ISLAMABAD: Finance Minister Muhammad Aurangzeb on Saturday said that
Pakistan will achieve macroeconomic stability with the help of a newly signed
agreement with the International Monetary Fund (IMF).
The minister’s remarks come a day after the cash-strapped nation reached a three-
year, $7 billion aid package deal with the global lender, giving much-needed
respite to the struggling economy.
“We need to ensure structural reforms and bring self-sustainability in areas of
public finance, energy, and state-owned institutions,” said Aurangzeb who hopes to
achieve them in the next few years.
The new loan program, which needs to be validated by the Fund’s Executive
Board, should enable Pakistan to “cement macroeconomic stability and create
conditions for stronger, more inclusive and resilient growth,” the IMF said while
announcing the deal.
Faced with chronic mismanagement, Pakistan’s economy has found itself on the
brink, challenged by the COVID-19 pandemic, the effects of the war in Ukraine
and supply difficulties that fuelled inflation, as well as record flooding that
affected a third of the country in 2022.
With its foreign currency reserves dwindling, the cash-strapped nation found itself
in a debt crisis and was forced to turn to the IMF, obtaining its first emergency
loan in the summer of 2023.
The latest bailout, coming to Pakistan in the form of loans, follows a commitment
by the government to implement reforms, including a major effort to broaden the
country’s tax base.
In a nation of over 240 million people and where most jobs are in the informal
sector, only 5.2 million filed income tax returns in 2022.

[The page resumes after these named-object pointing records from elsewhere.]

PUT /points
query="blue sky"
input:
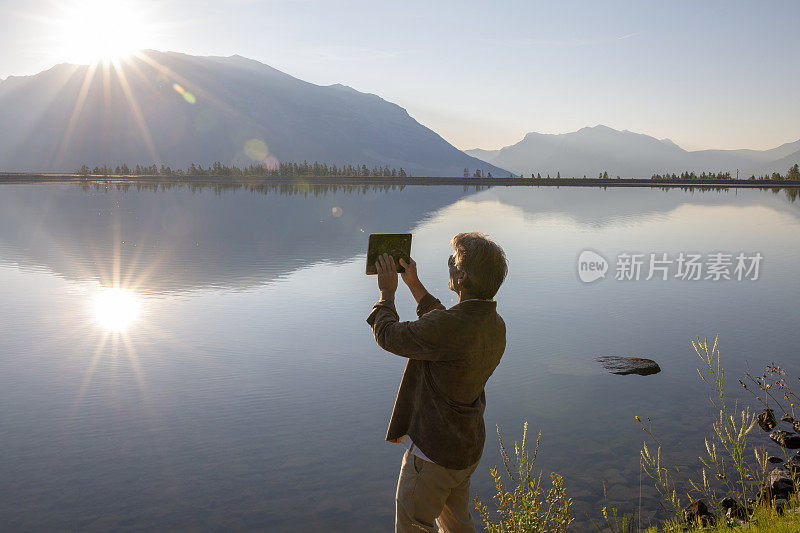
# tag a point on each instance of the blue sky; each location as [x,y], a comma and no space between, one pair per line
[707,74]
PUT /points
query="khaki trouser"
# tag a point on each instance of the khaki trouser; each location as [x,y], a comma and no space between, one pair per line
[429,495]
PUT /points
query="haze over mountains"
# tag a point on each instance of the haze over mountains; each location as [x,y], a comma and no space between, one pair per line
[590,151]
[175,109]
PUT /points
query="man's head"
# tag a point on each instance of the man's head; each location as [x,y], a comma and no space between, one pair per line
[477,266]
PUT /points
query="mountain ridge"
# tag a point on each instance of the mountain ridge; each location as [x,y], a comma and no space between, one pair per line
[176,109]
[595,149]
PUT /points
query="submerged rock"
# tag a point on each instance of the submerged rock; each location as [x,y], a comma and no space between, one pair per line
[766,420]
[629,365]
[786,439]
[794,463]
[697,513]
[734,509]
[779,481]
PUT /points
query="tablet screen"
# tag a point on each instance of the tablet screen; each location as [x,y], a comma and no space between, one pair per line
[397,245]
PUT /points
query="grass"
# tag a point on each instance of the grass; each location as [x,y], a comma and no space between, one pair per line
[733,468]
[764,520]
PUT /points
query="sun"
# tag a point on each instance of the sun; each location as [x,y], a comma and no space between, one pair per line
[116,309]
[91,31]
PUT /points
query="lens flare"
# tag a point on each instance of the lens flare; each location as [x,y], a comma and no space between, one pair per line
[189,97]
[116,309]
[256,150]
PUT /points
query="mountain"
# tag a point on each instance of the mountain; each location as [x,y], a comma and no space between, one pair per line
[592,150]
[176,109]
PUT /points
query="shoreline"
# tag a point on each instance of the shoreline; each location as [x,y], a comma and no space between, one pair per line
[24,178]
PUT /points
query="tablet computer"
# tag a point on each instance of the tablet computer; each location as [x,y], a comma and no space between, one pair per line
[398,245]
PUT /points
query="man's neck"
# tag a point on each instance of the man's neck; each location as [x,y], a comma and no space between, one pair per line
[463,297]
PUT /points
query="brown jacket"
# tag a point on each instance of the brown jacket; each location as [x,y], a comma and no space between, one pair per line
[452,352]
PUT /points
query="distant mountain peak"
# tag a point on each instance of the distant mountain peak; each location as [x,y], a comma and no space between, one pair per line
[595,149]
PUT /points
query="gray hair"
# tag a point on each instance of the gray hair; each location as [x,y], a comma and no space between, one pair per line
[484,262]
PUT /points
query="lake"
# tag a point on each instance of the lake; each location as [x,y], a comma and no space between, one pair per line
[198,358]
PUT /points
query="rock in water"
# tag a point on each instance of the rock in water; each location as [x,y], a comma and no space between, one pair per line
[697,513]
[780,482]
[629,365]
[766,420]
[785,439]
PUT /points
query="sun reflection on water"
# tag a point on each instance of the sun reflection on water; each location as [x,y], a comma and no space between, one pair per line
[115,309]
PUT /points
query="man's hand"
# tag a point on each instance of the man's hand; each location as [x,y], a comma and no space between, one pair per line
[387,276]
[410,275]
[411,279]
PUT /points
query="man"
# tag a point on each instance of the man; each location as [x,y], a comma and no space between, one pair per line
[439,408]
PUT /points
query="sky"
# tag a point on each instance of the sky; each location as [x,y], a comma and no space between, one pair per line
[710,74]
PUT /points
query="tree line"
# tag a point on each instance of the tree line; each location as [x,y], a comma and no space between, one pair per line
[279,170]
[793,174]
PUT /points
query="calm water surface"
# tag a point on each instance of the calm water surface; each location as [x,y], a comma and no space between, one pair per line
[198,359]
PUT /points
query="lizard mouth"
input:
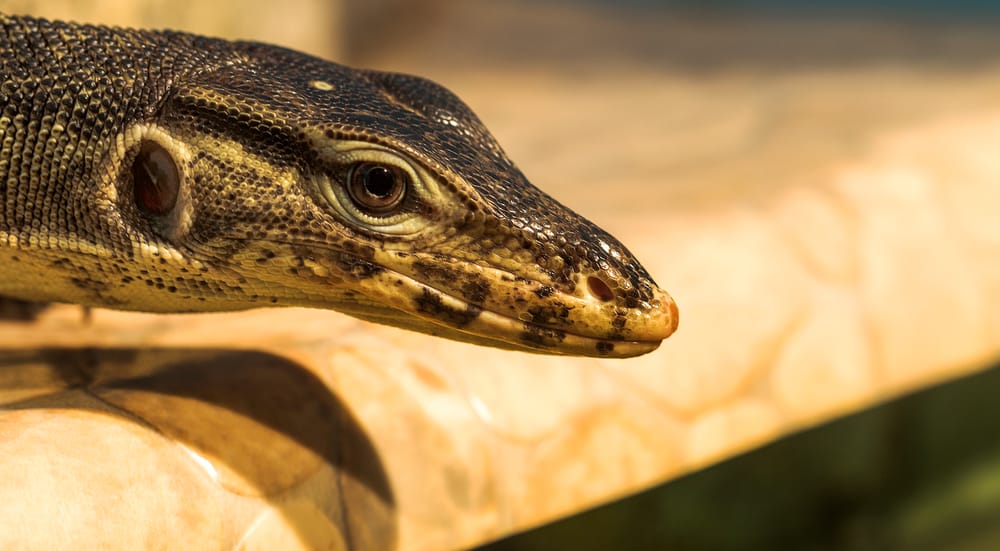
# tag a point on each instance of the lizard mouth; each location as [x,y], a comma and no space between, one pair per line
[405,302]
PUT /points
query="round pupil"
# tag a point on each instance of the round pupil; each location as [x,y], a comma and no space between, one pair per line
[379,181]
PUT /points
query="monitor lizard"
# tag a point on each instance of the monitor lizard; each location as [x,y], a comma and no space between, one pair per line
[161,171]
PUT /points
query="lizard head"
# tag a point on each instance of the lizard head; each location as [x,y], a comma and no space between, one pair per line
[303,182]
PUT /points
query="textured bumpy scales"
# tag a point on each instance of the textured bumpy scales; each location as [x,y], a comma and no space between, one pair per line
[263,139]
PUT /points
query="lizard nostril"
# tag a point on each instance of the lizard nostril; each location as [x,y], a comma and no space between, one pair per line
[599,289]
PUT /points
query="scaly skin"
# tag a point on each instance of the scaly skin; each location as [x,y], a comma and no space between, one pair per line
[264,141]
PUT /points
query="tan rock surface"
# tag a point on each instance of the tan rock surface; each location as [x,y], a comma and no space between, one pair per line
[828,232]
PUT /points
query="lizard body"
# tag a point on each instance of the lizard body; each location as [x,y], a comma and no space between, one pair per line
[167,172]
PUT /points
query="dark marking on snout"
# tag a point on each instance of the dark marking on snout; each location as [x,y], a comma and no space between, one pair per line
[354,266]
[430,303]
[542,336]
[545,291]
[474,289]
[550,315]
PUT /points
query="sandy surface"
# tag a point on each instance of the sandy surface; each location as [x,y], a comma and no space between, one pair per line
[819,198]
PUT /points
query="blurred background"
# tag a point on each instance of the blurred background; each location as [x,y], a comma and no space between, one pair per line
[634,110]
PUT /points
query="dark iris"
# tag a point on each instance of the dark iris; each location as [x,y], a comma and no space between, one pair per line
[155,179]
[377,188]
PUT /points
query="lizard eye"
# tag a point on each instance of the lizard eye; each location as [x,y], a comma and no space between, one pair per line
[377,188]
[155,178]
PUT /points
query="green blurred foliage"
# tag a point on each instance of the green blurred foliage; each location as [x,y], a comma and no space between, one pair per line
[919,473]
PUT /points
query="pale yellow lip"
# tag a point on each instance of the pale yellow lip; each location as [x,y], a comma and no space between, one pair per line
[472,324]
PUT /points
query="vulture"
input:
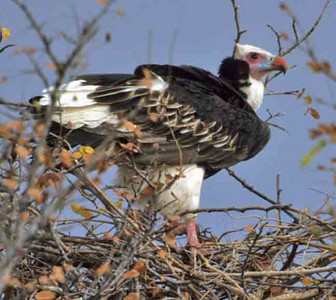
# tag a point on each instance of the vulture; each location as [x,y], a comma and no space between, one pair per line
[171,126]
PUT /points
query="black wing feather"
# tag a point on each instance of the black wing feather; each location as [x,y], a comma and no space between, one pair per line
[199,114]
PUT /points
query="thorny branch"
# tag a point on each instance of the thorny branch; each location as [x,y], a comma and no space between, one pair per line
[114,251]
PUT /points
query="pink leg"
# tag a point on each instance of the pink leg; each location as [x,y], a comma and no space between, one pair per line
[192,236]
[190,228]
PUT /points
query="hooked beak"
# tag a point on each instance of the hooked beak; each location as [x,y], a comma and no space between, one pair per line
[279,64]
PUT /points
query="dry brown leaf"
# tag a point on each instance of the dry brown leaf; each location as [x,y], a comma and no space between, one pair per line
[76,155]
[57,274]
[154,118]
[119,203]
[44,279]
[36,195]
[16,125]
[300,94]
[45,295]
[249,227]
[314,113]
[132,296]
[129,125]
[137,132]
[307,281]
[162,253]
[116,239]
[170,239]
[140,266]
[131,274]
[308,99]
[175,218]
[148,191]
[65,158]
[169,177]
[315,66]
[12,281]
[104,268]
[277,290]
[107,235]
[10,184]
[24,216]
[30,286]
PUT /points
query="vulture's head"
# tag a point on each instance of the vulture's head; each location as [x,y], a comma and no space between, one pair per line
[246,69]
[260,61]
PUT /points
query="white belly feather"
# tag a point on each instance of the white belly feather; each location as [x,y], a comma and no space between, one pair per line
[183,194]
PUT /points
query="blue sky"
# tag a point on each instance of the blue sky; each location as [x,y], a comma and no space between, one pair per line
[199,33]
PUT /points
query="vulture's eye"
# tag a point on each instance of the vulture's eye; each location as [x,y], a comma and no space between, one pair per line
[254,56]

During the 2024-25 fiscal year which starts July 1, the government aims to raise
nearly $46 billion in taxes, a 40% increase from the previous year.

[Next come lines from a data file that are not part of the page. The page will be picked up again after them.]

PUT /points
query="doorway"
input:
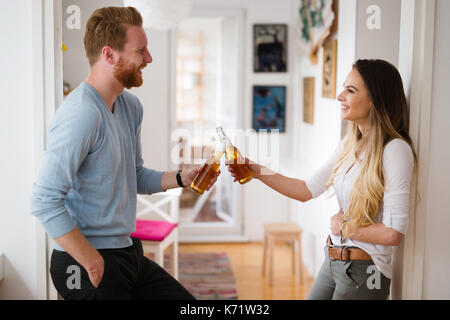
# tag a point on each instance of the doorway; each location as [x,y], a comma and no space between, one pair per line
[208,53]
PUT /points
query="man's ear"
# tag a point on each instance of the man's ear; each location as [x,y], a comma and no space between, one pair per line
[109,55]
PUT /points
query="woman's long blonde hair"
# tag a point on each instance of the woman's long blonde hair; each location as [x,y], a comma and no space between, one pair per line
[389,119]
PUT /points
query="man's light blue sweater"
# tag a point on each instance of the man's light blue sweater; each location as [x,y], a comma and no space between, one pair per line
[92,170]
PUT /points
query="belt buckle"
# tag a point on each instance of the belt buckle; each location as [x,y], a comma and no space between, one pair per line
[345,254]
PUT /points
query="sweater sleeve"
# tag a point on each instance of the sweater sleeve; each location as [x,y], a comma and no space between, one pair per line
[317,183]
[148,180]
[398,166]
[72,136]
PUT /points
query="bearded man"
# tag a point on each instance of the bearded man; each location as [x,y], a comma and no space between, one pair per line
[85,194]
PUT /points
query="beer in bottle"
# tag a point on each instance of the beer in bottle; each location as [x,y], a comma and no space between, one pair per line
[243,174]
[208,172]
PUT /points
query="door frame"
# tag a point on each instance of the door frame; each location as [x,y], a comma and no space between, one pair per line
[47,96]
[417,61]
[211,231]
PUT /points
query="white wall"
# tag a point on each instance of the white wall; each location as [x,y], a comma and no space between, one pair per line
[436,279]
[17,226]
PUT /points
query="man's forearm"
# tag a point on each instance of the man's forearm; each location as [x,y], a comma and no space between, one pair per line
[75,244]
[169,180]
[376,233]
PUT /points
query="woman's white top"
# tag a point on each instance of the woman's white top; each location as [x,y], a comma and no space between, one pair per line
[398,166]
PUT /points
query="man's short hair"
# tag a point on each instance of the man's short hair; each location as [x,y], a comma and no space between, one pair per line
[108,27]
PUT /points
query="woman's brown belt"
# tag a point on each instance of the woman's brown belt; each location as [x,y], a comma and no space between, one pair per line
[345,253]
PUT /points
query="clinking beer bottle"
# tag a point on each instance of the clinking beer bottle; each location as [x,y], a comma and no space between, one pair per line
[232,153]
[208,172]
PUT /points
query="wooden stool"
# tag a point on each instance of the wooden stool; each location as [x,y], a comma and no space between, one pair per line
[285,232]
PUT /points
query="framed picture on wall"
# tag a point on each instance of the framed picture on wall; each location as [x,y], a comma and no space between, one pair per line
[308,100]
[270,47]
[329,61]
[269,108]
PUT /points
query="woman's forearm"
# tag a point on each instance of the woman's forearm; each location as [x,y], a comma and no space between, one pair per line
[290,187]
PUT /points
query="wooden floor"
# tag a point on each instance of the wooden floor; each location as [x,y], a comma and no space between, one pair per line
[246,261]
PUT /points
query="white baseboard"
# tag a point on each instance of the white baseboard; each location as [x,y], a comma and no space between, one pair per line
[213,239]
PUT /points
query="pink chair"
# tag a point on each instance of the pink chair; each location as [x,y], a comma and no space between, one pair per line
[158,235]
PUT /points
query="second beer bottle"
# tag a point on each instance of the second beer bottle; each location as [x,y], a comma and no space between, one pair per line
[233,156]
[209,170]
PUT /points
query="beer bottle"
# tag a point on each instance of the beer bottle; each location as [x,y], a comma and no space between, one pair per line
[208,172]
[243,174]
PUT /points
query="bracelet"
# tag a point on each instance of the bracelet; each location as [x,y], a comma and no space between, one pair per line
[179,181]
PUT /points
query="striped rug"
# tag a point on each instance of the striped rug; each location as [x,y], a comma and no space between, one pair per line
[207,276]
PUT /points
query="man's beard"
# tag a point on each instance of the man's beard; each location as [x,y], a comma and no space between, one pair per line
[128,73]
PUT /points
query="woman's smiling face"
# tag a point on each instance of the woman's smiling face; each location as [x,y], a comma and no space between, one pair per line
[355,100]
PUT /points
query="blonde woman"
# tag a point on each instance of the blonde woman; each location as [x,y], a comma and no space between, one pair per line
[371,172]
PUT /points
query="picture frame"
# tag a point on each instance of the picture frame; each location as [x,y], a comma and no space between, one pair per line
[329,65]
[269,107]
[270,47]
[316,21]
[308,99]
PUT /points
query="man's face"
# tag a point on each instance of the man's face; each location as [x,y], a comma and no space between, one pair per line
[133,59]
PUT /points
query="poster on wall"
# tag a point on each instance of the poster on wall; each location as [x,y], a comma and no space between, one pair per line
[329,62]
[316,20]
[269,108]
[308,100]
[270,47]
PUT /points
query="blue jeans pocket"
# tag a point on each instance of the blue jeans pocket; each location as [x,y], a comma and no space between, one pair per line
[357,272]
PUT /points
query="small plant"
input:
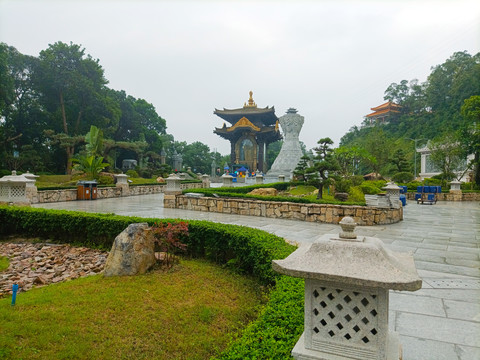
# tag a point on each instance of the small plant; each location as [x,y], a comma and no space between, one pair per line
[169,239]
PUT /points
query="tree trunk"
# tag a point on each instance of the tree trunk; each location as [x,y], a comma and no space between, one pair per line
[69,150]
[320,191]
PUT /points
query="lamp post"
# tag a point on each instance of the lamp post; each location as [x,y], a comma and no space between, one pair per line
[415,155]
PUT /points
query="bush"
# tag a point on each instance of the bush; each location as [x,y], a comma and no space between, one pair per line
[132,173]
[356,194]
[280,324]
[402,177]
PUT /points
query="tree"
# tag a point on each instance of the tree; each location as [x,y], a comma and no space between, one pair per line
[71,87]
[324,164]
[301,171]
[471,132]
[448,155]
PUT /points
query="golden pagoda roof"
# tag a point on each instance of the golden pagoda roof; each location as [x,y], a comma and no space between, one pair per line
[264,116]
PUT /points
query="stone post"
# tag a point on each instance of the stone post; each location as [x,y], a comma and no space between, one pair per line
[13,189]
[122,184]
[455,190]
[173,189]
[347,280]
[227,180]
[205,181]
[393,193]
[31,191]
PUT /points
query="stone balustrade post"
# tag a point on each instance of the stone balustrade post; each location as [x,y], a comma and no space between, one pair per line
[172,190]
[227,180]
[347,282]
[393,194]
[13,189]
[122,183]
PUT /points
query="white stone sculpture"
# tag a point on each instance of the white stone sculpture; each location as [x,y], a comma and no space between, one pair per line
[291,151]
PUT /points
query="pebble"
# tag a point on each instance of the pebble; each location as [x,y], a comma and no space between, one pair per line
[40,264]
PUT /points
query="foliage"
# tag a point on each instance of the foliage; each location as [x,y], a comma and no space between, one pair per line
[4,263]
[131,317]
[429,110]
[300,171]
[277,328]
[132,173]
[403,177]
[169,238]
[324,164]
[372,187]
[91,165]
[251,251]
[448,155]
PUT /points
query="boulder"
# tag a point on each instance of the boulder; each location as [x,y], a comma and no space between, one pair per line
[264,192]
[133,251]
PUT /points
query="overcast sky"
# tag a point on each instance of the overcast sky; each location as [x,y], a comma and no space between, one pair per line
[332,60]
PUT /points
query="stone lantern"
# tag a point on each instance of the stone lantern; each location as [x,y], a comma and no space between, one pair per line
[16,188]
[393,194]
[227,180]
[347,282]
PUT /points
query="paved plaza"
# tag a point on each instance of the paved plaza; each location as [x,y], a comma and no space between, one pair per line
[440,321]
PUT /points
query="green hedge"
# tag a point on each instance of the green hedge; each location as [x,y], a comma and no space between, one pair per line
[280,323]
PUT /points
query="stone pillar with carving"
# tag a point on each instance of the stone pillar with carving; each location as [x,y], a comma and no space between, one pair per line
[291,151]
[347,283]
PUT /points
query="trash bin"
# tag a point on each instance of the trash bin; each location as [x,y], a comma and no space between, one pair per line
[87,190]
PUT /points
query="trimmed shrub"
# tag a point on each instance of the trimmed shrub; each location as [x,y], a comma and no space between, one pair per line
[132,173]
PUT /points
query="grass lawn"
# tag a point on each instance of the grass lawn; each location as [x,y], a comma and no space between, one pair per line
[188,313]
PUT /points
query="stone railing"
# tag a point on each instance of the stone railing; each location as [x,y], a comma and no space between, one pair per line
[324,213]
[45,196]
[453,195]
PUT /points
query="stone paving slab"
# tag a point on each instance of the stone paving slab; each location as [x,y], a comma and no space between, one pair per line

As part of the push, the Federal Board of Revenue (FBR) blocked 210,000 SIM
cards of users who have not filed tax returns to widen the revenue bracket earlier
this month.
Pakistan initiated discussions with the lender for the new multi-billion dollar loan
agreement — its 24th bailout in more than six decades — to support its economic
reform program.
While around 40% of the population already lives below the poverty line, the
World Bank said in April it feared that 10 million additional Pakistanis would fall
below this threshold.
Islamabad also aims to reduce its fiscal deficit by 1.5% to 5.9% in the coming
year, heeding another key IMF demand.
The last loan — a nine-month $3 billion IMF deal — proved a lifeline.

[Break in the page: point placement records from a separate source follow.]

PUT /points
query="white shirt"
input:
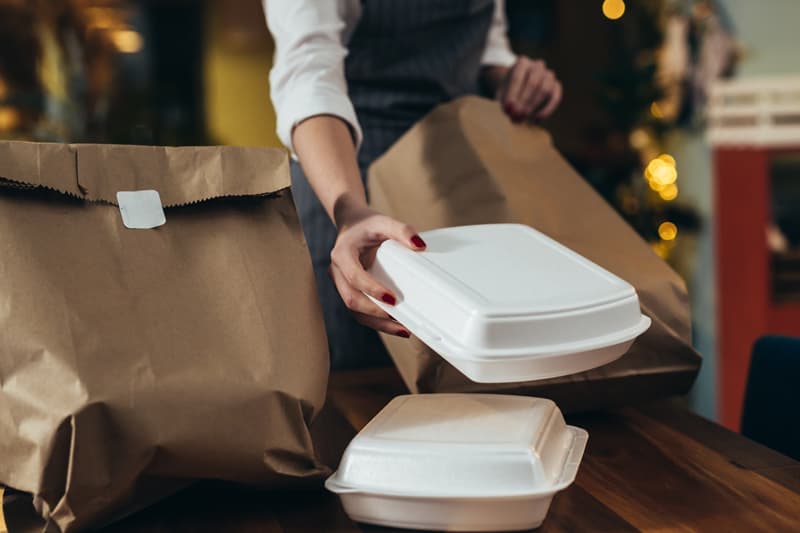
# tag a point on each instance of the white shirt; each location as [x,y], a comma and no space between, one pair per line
[311,37]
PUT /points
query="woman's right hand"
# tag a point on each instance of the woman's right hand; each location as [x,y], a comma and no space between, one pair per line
[360,234]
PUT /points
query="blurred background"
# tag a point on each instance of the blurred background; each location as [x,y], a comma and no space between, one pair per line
[683,114]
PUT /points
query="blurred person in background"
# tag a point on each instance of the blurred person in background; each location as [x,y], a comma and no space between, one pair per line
[349,78]
[54,71]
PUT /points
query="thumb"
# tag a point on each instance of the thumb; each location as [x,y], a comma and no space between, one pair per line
[403,233]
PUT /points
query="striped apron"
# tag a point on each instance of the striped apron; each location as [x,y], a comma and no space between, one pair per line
[405,58]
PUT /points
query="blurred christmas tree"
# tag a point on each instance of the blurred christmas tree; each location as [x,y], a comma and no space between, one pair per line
[633,73]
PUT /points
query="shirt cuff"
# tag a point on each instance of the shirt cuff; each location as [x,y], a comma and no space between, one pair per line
[306,103]
[498,56]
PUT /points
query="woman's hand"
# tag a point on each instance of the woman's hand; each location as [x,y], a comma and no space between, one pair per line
[528,90]
[360,234]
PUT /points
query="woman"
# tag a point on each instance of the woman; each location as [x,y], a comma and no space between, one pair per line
[349,78]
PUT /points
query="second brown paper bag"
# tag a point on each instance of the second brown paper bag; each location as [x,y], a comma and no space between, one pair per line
[466,163]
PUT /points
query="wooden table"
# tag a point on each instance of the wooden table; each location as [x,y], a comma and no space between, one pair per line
[652,468]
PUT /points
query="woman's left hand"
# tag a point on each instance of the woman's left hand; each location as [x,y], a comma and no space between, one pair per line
[528,90]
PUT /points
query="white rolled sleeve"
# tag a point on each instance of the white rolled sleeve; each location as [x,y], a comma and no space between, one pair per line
[307,77]
[498,50]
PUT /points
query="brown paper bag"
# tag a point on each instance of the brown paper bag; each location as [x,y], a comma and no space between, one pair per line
[135,361]
[466,163]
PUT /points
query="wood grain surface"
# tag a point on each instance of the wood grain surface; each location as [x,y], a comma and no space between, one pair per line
[654,468]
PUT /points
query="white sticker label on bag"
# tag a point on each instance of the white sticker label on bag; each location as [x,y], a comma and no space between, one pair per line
[141,209]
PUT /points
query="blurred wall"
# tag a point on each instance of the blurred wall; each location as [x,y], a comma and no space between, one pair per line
[768,33]
[238,56]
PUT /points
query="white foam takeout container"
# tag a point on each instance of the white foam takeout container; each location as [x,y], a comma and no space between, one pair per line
[505,303]
[459,462]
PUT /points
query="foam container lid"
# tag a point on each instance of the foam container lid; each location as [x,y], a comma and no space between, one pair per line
[504,302]
[470,462]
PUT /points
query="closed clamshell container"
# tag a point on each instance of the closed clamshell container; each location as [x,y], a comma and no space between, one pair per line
[459,462]
[505,303]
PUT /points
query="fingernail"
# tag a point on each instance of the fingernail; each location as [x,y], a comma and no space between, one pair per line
[418,242]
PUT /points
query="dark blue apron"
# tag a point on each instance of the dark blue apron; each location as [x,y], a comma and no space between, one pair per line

But it came on the condition of unpopular austerity measures, including an end to
subsidies cushioning consumer costs.
In recent months, the current account balance has recovered slightly, high inflation
is just starting to come down, but Pakistan’s foreign debt remains very high at
$242 billion.
Servicing it will still swallow up half of the government’s income in 2024,
according to the IMF.
The Fund also anticipates 2% growth this year, with inflation still expected to
reach nearly 25% year-on-year, before gradually coming down in 2025 and 2026.